Each of those elements of justification are present in Jesus’ teaching. He doesn’t condemn the offering of sacrifice (Matt 5:24); when he heals people for instance, he frequently tells them to go and see the priest and do what is customary (Matt 8:4); and when it comes to paying taxes to the Temple, he is happy to oblige (Matt 17:24-27). What is more, he is, at times, even more rigorous than many of the Pharisees when it comes to honouring God’s commandments (his teaching on money and divorce for instance), but he places a great deal of stress on the need to be humble if we are to be right with God (Matt 11:29, ‘Take my yoke upon you and learn from me, for I am gentle and humble in heart, and you will find rest for your souls;’ and Luke 14:11- choosing the lower position at table), ‘ For all those who exalt themselves will be humbled, and those who humble themselves will be exalted,’ – words repeated at the end of this morning’s Gospel.
Let’s get back to the parable: the Pharisee probably is, as he imagines himself to be, a faithful ‘son of the commandments.’ Though it is unlikely that he is faithful in every point of the law, he probably infringes the commandments to a far lesser degree than the tax collector, who (as I mentioned), in the context of first century Roman Palestine, made his living ripping off other Jews.
Any justificatory points the Pharisee gains for his good behaviour are lost due to his arrogance – to his failure to see that his goodness pales into insignificance compared to the goodness of God.

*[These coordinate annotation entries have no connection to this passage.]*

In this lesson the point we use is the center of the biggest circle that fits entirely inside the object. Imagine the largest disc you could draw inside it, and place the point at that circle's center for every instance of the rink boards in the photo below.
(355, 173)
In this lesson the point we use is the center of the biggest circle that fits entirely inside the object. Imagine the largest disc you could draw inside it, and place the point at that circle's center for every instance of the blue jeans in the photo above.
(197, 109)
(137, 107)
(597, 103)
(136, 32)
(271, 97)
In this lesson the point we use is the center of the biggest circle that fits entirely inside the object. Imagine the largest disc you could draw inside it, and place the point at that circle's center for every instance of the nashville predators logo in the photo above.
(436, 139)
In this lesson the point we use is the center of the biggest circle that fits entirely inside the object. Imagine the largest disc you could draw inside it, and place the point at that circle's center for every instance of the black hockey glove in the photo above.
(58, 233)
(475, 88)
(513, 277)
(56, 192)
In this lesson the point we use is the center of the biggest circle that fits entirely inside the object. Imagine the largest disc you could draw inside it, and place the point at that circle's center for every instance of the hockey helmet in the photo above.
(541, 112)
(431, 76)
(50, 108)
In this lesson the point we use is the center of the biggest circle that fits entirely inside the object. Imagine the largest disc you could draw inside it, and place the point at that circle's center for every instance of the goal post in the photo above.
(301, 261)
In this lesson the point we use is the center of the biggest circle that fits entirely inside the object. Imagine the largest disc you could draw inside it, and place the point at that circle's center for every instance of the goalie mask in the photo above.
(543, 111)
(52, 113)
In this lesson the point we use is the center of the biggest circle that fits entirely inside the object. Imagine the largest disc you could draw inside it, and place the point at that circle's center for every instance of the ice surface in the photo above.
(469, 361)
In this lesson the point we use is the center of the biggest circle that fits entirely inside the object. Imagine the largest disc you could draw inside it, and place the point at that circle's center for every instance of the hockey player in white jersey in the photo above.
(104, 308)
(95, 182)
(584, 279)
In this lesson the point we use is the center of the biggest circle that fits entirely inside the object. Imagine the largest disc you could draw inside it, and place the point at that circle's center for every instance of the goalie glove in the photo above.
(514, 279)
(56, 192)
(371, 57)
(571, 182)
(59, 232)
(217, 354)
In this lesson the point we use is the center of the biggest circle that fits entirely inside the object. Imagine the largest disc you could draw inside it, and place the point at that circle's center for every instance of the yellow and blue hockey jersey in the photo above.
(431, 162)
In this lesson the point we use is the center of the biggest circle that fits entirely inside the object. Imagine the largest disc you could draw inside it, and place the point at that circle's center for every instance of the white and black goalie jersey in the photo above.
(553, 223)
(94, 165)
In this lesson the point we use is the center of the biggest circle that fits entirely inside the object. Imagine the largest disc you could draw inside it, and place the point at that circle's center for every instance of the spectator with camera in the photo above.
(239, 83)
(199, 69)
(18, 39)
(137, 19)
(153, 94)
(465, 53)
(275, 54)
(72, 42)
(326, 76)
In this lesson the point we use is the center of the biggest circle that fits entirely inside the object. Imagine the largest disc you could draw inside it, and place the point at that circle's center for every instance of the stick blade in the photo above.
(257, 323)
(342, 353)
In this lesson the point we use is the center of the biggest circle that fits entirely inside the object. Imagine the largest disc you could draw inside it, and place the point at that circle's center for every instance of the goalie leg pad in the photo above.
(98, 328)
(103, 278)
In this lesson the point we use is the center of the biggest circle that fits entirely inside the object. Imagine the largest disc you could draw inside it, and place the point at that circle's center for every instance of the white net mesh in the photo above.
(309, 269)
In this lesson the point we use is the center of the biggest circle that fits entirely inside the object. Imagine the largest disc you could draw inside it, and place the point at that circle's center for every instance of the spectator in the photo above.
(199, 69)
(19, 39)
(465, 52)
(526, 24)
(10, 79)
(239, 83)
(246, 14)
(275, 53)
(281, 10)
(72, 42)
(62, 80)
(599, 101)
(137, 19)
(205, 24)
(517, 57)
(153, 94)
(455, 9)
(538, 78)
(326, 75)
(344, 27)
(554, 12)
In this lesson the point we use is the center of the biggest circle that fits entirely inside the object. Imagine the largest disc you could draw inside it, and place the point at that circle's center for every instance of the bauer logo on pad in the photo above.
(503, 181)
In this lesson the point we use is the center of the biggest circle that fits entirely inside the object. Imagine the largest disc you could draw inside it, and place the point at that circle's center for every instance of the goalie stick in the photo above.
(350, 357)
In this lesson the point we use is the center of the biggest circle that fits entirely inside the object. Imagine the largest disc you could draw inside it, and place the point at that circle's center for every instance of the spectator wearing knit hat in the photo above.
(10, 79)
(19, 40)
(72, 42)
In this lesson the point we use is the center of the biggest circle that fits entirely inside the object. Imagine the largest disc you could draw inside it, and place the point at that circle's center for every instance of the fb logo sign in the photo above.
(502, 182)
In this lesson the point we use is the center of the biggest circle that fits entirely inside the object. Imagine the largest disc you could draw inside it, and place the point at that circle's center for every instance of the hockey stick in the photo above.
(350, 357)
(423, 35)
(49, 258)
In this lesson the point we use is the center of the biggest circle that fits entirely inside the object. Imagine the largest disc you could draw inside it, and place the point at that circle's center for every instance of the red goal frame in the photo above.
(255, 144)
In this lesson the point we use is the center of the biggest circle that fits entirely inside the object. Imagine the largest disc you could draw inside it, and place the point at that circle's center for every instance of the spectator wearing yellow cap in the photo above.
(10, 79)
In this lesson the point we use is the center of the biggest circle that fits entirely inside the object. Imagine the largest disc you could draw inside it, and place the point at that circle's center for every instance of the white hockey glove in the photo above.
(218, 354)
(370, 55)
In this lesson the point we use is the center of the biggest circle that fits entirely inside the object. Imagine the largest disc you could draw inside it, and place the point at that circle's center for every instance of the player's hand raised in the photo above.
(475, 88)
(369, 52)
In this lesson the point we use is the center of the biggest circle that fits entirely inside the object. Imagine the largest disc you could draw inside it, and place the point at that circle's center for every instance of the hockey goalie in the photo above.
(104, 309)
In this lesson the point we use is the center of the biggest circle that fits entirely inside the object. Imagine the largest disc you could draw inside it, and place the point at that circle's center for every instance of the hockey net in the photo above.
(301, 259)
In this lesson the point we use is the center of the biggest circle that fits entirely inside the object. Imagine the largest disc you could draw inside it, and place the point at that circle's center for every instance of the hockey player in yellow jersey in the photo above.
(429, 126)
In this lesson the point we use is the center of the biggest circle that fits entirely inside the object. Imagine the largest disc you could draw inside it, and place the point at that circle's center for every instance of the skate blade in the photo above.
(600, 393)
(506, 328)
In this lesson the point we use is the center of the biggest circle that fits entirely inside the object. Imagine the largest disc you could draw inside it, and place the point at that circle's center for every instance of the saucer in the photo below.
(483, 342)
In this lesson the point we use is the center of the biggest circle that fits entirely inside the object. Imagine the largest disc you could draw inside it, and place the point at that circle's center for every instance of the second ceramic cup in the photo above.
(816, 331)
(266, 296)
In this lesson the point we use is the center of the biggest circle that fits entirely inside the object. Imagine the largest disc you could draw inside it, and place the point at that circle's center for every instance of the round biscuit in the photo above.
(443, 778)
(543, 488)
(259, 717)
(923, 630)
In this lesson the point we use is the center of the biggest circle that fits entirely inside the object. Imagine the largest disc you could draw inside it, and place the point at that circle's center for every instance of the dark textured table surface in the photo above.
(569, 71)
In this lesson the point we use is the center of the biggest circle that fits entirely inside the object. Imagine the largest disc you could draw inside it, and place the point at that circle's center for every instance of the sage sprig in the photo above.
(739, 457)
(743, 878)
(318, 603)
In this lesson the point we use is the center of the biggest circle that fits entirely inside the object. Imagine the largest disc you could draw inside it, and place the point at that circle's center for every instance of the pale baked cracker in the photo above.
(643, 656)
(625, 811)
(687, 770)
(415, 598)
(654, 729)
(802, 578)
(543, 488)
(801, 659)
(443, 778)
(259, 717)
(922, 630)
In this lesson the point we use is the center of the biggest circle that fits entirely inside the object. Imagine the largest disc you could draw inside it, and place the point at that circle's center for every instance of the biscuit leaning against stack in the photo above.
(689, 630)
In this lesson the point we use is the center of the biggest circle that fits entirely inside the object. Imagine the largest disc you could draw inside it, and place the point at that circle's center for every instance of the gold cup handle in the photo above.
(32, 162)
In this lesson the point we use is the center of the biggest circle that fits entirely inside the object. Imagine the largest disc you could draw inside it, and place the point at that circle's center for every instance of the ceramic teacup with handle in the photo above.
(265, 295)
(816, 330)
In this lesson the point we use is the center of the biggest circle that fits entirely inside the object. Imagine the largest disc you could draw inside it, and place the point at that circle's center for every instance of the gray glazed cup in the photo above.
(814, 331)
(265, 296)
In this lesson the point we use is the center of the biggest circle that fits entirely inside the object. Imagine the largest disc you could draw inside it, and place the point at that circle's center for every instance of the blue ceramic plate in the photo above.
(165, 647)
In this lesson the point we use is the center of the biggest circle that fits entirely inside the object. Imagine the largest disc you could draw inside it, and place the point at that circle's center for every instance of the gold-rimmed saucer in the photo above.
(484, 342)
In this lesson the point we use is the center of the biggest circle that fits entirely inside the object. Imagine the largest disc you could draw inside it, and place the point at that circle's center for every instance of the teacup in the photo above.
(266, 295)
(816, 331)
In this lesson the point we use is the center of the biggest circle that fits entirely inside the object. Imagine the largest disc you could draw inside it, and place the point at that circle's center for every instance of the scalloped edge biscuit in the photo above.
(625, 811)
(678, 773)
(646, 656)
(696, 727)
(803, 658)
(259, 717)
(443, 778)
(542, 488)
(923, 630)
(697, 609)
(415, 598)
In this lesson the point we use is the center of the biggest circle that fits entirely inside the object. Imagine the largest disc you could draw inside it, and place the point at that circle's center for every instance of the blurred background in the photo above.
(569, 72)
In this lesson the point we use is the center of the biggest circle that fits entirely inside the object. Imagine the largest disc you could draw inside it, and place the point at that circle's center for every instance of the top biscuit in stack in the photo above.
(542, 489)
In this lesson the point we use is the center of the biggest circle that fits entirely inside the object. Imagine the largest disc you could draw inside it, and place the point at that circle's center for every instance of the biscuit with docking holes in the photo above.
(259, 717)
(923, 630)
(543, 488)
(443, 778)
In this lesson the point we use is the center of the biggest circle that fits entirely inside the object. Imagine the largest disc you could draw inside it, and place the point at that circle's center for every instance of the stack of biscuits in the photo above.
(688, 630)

The problem with the Pharisee is that he is measuring his behaviour relative to the tax collector; he would do much better to focus on how he measures up to God’s perfection.
On that cosmic scale, the Pharisee is effectively in no better position to feel smug about his virtue than the tax collector who makes no pretence to being righteous in an earthly sense. The tax-collector admits he is ‘guilty as charged’ and, paradoxically, walks away from his encounter with God, justified, made right.
If the Pharisee were to scrutinize himself a bit more, and come to a felt awareness that he is far less good than he could be, he too would have God smiling on him.

None of this is to say that we ought to give up on trying to behave well (Christ calls us to be holy – Matt 5:48), but it is to say that our development in holiness – walking closer with God – depends (i) on us being very honest with ourselves about our short-comings and (ii) taking them to God, and like the tax-collector, asking God to have mercy on us so that we might be the daughters and sons of God that God has called us to be.

The old Prayer Book makes this truth abundantly clear. Just think of the Prayer of Humble Access prayed in the Communion Service, before reception of Communion: ‘We do not presume to come to this thy Table, O merciful Lord, trusting in our own righteousness, but in thy manifold and great mercies. We are not worthy so much as to gather up the crumbs under thy Table. But thou art the same Lord, whose property is always to have mercy.’ This is not a compulsory part of the service anymore, having been relegated to an optional prayer in only one of the Eucharistic services in the 1989 NZ Prayer Book. I think it is fair to say that the 1989 Prayer Book (A New Zealand Prayer Book / He Karakia Mihinare O Aotearoa) is more upbeat in its presentation of human nature and/or emphasises to a greater extent the willingness of God to search out and find the lost, than its predecessor. And for the most part, I don’t think that is a bad thing at all. But we need to keep in mind that one of the key ways – perhaps the primary way – in which God makes inroads and advances in our lives is when the pretence that masks the broken pieces of our lives is set aside and we are revealed to ourselves as we really are. That’s a hell of a self-revelation sometimes. It reveals nothing more, however, to God than God already knew (which is everything about us and everything else), but it leads us to do one vital thing, which is to cry out to God for help. The response that that truly contrite plea receives is always positive (because God’s purpose, as the old prayer book says is ‘always to have mercy’); even for tax collectors, even for pharisees and priests. God have mercy on us all.